全国政治協商会議委員、中国科学院院士の楊元喜氏は3日の取材に応じた際に、「中国は4基の北斗測位システム試験衛星と16基の北斗測位システム衛星を発射している。北斗システムの建設の3ステップ戦略の第2ステップの目標、北斗衛星測位エリアのネットワーク化が実現された。北斗システムのアジア太平洋地域における精度と等級はGPSに劣らない。中国はナビゲーション産業の関連政策の制定を急ぎ、同産業の秩序正しい発展を促すべきだ」と指摘した。人民日報が伝えた。
◆北斗システム、通信機能を提供
楊氏は、「中国の北斗システムは急速に発展している。2000年に北斗衛星測位試験システムを建設し、2012年末には北斗衛星測位システムが正式に地域内のサービスを提供した。アジア太平洋地域の大部分の地域に対して、連続受動測位・ナビゲーション・時報などのサービスを正式に提供した。中国は10数年の時間をかけて、世界4大衛星測位システムの一つになった」と説明した。
計画によると、中国は2020年頃までに5基の静止軌道衛星と30基の非静止軌道衛星による北斗グローバル衛星測位システムを構築し、全世界に精度と信頼性の高い測位・ナビゲーション・時報サービスを提供する。
「北斗システムは中国が独自に建設・運営する、世界のその他の衛星測位システムとの間に互換性を持つグローバル衛星測位システムだ。現在の一部の技術水準は向上が待たれるが、運営の効果を見ると、アジア太平洋地域での精度と等級はGPSに劣らない。しかも北斗には独自の特色があり、ナビゲーション・測位・時報の機能の他に、通信機能が備わっている」と語った。
◆電波資源の拡大、産業政策の制定
楊氏は、「北斗システムは現在、技術面で改善の余地が残されている。中国のチップの技術水準、衛星の使用寿命、衛星電波時計の技術水準、受信機の品質などが、北斗システムの発展を制限する要素となっており、技術開発を強化する必要がある」と指摘した。
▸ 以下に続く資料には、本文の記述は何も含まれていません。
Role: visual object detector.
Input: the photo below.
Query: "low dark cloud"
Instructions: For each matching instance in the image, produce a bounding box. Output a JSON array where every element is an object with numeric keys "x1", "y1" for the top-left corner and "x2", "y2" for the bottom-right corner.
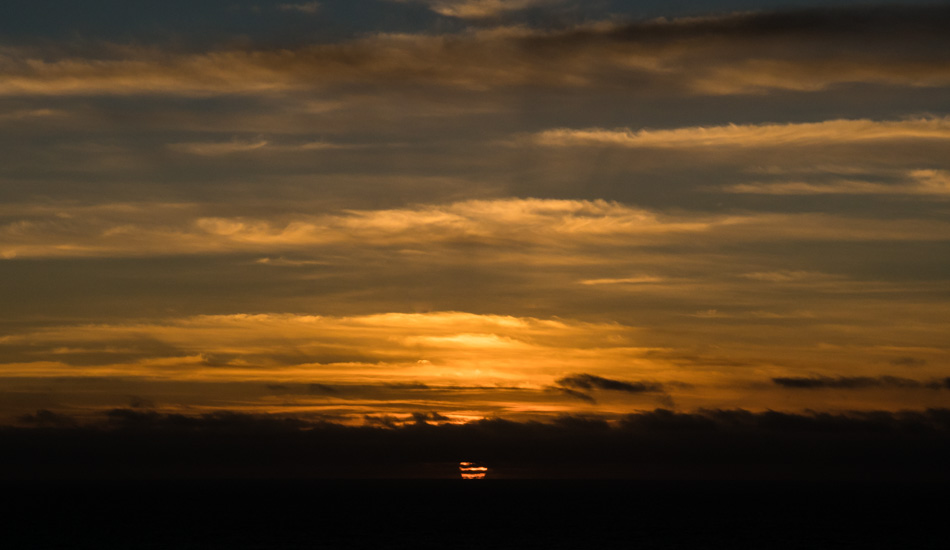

電波資源とトラッキングステーションの建設は、北斗システムの海外進出を妨げる外部要因となっている。楊氏は、「海外の一部のグローバル衛星測位システムは早期に構築されたため、世界の衛星測位に適した電波資源と衛星軌道資源の多くが利用されている。中国が独自の衛星測位システムを発展させれば、他国のシステムとの間に電波の協調を巡る問題が発生する。ゆえに競争は必然的であり、長期化するだろう。北斗システムのトラッキングステーションは現時点では国内のみに設置されており、世界的な設置を実現するためには長期にわたる交渉と協議が必要になるだろう」と予想した。
楊氏は、「世界衛星測位市場では競争が激化しており、2020年までに宇宙の利用可能な衛星の数は100機以上に達するだろう。中国の北斗システムが国際市場での競争の中で一席を占めるためには、まずその他のシステムとの互換を実現し、システムの高精度・高安定性・高信頼性を維持する必要がある。また透明な政策により、世界の衛星測位システム受信機メーカーと多くの利用者の懸念を解消しなければならない」と主張した。
楊氏はまた、「中国の衛星測位産業の政策にはまだ不備があり、管理が乱れている。国家がより詳細な産業発展計画を制定する必要がある」と提案した。